Failure of a real estate broker to satisfy its fiduciary obligations of disclosure and good faith constitutes negligence.  (Cal. Civ. Prac. Torts § 34:35, citing Tackett v. Croonquist, 244 Cal.App.2d 572.) 

 

Here, the FAC alleges that Saiet violated her duty to disclose material facts affecting the safety of the property.  Specifically, the FAC alleges that Saiet knew or should have known, and failed to inform Plaintiff, that another person had previously fallen from the same window Plaintiff fell from and died.  The FAC further pleads that Saiet gave Plaintiff a third-party real estate inspection report without first verifying the veracity of that report or disclosing to Plaintiff that the information had not been verified.  Additionally, Plaintiffs alleges that Saiet failed to perform a reasonably competent and diligent visual inspection because Saiet, as a real estate professional, knew or should have known that the window was dangerously low, was not code-compliant, and represented an unreasonable risk of injury, which Saiet did not ascertain and disclose to Plaintiff. 

 

            Saiet, as Plaintiff’s broker, owed Plaintiff a fiduciary duty to provide Plaintiff with information material to determining whether Plaintiff should purchase the property.  The FAC’s allegations sufficiently allege that Saiet breached her fiduciary duty by failing to uncover that the subject window was dangerous, was not code-complaint and posed an unreasonable risk of injury, which Plaintiff alleges Saiet knew or should have known as an experienced real estate agent.  Plaintiff, thus, alleges the dangerous nature of the window was obtainable to Saiet.  Further, Saiet allegedly knew or should have known that another person previously fell from the same window Plaintiff fell from and died but did not disclose this to Plaintiff, which, together with the above allegations, was material to the safety of the dwelling. 

 

            As to Saiet’s arguments concerning disclosure requirements under Civil Code § 1102, the FAC is not alleging a violation of this statute against Saiet. 

 

Based on the foregoing the FAC sufficiently states a claim against Saiet.  Defendant Saiet’s demurrer to the FAC is overruled.

 

Moving Defendant is ordered to give notice. 

 

PLEASE TAKE NOTICE:

 

Dated this 18th day of January 2023

 

 

 

 

Hon.
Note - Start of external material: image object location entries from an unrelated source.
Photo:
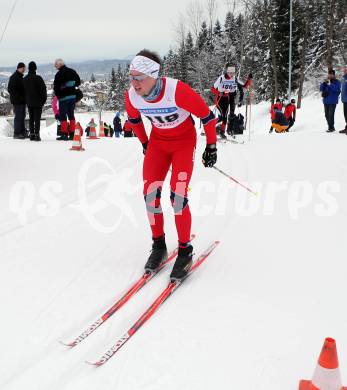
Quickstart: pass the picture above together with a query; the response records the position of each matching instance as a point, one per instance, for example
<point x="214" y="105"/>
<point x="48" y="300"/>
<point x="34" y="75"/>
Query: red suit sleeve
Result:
<point x="214" y="91"/>
<point x="192" y="102"/>
<point x="135" y="119"/>
<point x="248" y="83"/>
Audra Mori

Judge of the Superior Court

 

 



[1] As the Fields Court further explained:

 

Section 2079 was enacted to codify and focus the holding in Easton v. Strassburger, supra, 152 Cal.App.3d 90, 199 Cal.Rptr. 383.10 In Easton, the court recognized that case law imposed a duty on sellers' brokers to disclose material facts actually known to the broker. Easton expanded the holdings of former decisions to include a requirement that sellers' brokers must diligently inspect residential property and disclose material facts they obtain from that investigation. Further, the case held sellers' brokers are chargeable with knowledge they should have known had they conducted an adequate investigation. (Id. at p. 99, 199 Cal.Rptr. 383.)

 

(Field, 63 Cal.App.4th at 24.)

[2] “[T]he case law and statutory scheme make it apparent that section 2079's reference to brokers who cooperate with a seller's broker is not intended to encompass brokers who exclusively represent a buyer as a direct fiduciary. The ‘cooperating broker’ encompassed by section 2079 is one who ‘acts in cooperation with [a seller's] broker to find and obtain a buyer.’ (§ 2079.)”  (Field, 63 Cal.App.4th at 27.)  In Fields, the broker contracted to act as sole agent for the buyer in their search for a residence to purchase, not to find a buyer for the seller's broker. The trial court thus correctly held the two-year statute of limitations of CCP § 2079.4 did not bar the buyer’s action against the broker that acted as their agent.  (Ibid.)